MaartenGr commented 1 year ago

That is strange indeed! That might be a result of the clustering model but I cannot be sure. Could you share your full code?

nfsedaghat commented 1 year ago

This is the whole code:

from river import stream
from river import cluster
class River:
def init(self, model):
self.model = model

def partial_fit(self, umap_embeddings):
    for umap_embedding, _ in stream.iter_array(umap_embeddings):
        self.model = self.model.learn_one(umap_embedding)

    labels = []
    for umap_embedding, _ in stream.iter_array(umap_embeddings):
        label = self.model.predict_one(umap_embedding)
        labels.append(label)

    self.labels_ = labels
    return self
cluster_model = River(cluster.DBSTREAM())
vectorizer_model = OnlineCountVectorizer(stop_words="english")
ctfidf_model = ClassTfidfTransformer(reduce_frequent_words=True, bm25_weighting=True)
embedding_model = tensorflow_hub.load("https://tfhub.dev/google/universal-sentence-encoder/4")

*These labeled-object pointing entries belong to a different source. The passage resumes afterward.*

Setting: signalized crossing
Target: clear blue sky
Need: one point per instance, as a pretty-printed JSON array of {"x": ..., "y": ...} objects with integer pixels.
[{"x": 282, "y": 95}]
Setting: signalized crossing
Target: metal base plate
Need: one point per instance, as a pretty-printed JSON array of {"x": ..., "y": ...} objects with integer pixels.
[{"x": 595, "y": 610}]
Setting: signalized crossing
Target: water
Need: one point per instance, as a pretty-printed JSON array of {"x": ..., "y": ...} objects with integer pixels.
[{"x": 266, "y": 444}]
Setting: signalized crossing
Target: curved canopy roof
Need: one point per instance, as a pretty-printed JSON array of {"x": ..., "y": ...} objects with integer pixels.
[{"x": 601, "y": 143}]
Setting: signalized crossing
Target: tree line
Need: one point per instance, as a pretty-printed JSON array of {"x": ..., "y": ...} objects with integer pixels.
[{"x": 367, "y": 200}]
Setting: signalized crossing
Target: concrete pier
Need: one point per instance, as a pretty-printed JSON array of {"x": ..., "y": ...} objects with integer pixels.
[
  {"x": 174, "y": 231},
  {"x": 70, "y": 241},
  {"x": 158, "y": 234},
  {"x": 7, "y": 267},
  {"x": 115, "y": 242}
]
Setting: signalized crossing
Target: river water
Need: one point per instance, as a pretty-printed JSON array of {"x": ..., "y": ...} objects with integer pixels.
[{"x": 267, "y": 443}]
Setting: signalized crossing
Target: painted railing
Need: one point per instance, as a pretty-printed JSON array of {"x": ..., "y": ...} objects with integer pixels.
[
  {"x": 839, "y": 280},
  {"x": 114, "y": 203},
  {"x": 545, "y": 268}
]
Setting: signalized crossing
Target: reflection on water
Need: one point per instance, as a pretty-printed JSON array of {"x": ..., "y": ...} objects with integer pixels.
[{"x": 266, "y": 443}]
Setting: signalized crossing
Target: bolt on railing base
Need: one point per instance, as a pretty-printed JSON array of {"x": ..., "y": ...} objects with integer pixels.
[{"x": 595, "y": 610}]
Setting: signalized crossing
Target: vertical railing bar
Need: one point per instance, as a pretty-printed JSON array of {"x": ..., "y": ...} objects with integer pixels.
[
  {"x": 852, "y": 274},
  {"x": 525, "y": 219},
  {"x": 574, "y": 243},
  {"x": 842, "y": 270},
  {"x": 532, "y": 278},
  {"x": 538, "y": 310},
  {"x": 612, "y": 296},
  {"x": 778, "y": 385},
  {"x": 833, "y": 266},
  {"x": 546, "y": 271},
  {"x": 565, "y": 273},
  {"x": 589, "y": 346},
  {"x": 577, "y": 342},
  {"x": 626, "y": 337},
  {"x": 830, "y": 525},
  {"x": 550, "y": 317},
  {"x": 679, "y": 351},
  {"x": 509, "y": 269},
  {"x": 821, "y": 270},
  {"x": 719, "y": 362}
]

bert_model = BERTopic(embedding_model=embedding_model,
hdbscan_model=cluster_model,
vectorizer_model=vectorizer_model,
ctfidf_model=ctfidf_model,
verbose = False, top_n_words = 30, low_memory = True)

chunkSize = 100
doc_chunks = [df.loc[i:i+chunkSize-1, 'Description'] for i in range(0, len(df), chunkSize)]

topics = []
ll = 0
for docs in doc_chunks:
ll += len(docs)
topic_model.partial_fit(docs)
print('Number of docs as input to the model: ', len(docs), '\n', 'Number of returned topics: ', len(topic_model.topics_), '\n \n')
print('**********')
topics.extend(topic_model.topics_)
MaartenGr commented 1 year ago

I am not entirely sure what is happening here. Could you try it with a different clustering algorithm instead?

nfsedaghat commented 1 year ago

Thanks for your suggestion. I replaced DBSTREAM with CluStream and it worked! Just one more question: In online topic modeling can we plot hierarchical structure of topics as well as topic evolution over time plots every time we feed in the model with new data? How we can interpret them as the topics can change in each model updating?

Thanks again for your very kind help.

MaartenGr commented 1 year ago

You can do those things if you make sure that you also track the .topics_. With respect to interpretation, that depends on your use case. The representation might change over time, so tracking might be worthwhile if it is important to your use case.